So I think that there’s an understanding in trying to quantify many of these issues. I would say that the electricity piece, we have a rough sense of how to address because more renewable energy, maybe utility-scale batteries, maybe more investment in efficient data centers. All of that will help with the energy side of it. But then there’s also the manufacturing side that needs to be considered when we think about carbon holistically.

Stone: Dion, to what extent do you see the energy problem as a potential headwind to AI growth?

Harris: It’s interesting because you look at where we are today, and like you said, there is kind of a short-term and near-term perspective, right? When you think about the short term, in terms of getting more day extension online, getting more power and tapping into grids. Obviously there are lots of long delays, and most of our customers are seeing and experiencing that. A lot of what they’re trying to figure out is, “How can I get the most done with the infrastructure I have or the power envelope I have for this given data center or given facility?” And so that’s where, like I mentioned before, there’s a huge focus on figuring out how and where they can leverage accelerated computing first of all, but secondly, how and where they can leverage using the most advanced architecture, if you will, to drive the most efficiency. And so because a lot of the improvements that we’re making generation over generation are typically x-factors of improvements, you’ll see that there’s a strong desire and emphasis to move to that latest gen platform in order to drive more efficiency and to make the most out of their limited power availability.

So, do I think there’s a limit in terms of AI moving forward, given some of these constraints you highlighted? I don’t think so. I think there’s certainly a challenge because it’s not just data centers. It’s going to involve working with the grids. It’s going to involve working with policy-makers, et cetera, to meet a lot of those challenges. But I think, based on what we’ve seen so far, it seems like there’s lots of opportunity and momentum in that way. When you think about what happened in the 2010 to 2019 timeframe, where there’s a huge emphasis and focus on driving the overall efficiency of the data center through PUE metrics, you saw a huge downshift there.

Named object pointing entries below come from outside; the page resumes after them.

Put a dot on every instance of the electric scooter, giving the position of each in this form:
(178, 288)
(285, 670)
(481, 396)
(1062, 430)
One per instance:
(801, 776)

I think there’s going to be a similar transition, where you’re looking at how you drive the efficiency of the overall infrastructure, not just in terms of PUE, in terms of what power is getting utilized, but the actual work that’s getting done, and I think that transition is happening right now, as I described going to accelerated computing and leveraging it for AI and other workloads.

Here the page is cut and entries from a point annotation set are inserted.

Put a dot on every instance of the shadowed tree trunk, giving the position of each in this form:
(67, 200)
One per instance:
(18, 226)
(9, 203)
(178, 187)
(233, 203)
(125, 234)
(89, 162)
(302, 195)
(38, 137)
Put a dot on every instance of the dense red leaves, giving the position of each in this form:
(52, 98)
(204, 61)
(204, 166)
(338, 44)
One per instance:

So in short, I think there are challenges for sure, but it feels like where the market is today and where a lot of the innovation is happening, I think there shouldn’t be a negative impact on overall AI growth because there are all these exciting innovations happening.

Stone: That’s an interesting point. Would it be fair to say that we’re still relatively in, I guess, the very early days of AI, and that there’s a lot of work to be done and a lot of opportunity in terms of the efficiencies of the technology? Any sense — and this may be an impossible question to answer — but is there any sense of how much headroom there is, in terms of future efficiency improvements? Or is that just  really TBD?

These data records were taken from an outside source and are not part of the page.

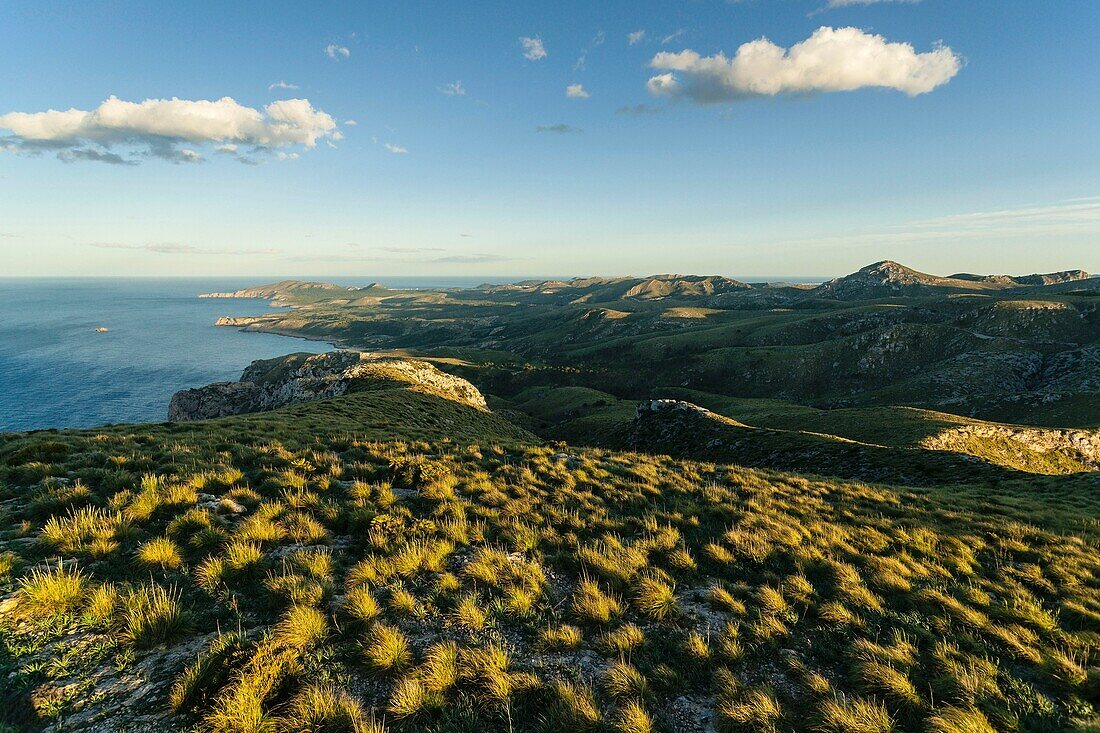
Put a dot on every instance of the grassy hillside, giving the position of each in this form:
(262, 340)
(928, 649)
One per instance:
(991, 348)
(344, 566)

Harris: It’s kind of TBD, but some of the promising signs, I’ll just point to all the different innovations that are happening. I mentioned accelerated computing, so I won’t talk about that as much, but everything is happening in the compute for sure to drive more efficiency. But there’s a lot of work that’s being done in the networking and how the systems and GPUs are connected, meaning how can you drive more density, more efficiency through having all these processors more tightly coupled? And that is inherently increasing the efficiency of the compute stack.

And then there’s all the software and algorithmic work that’s being done, whether it’s improving the models themselves, during training and inference. The media just announced something called the “Nvidia Quasar Quantization Platform,” which is really about how can we improve the algorithmic efficiency in leveraging lower precisions? And making sure that during inference, when models are deployed, you’re able to service those models in the most efficient possible way across the infrastructure.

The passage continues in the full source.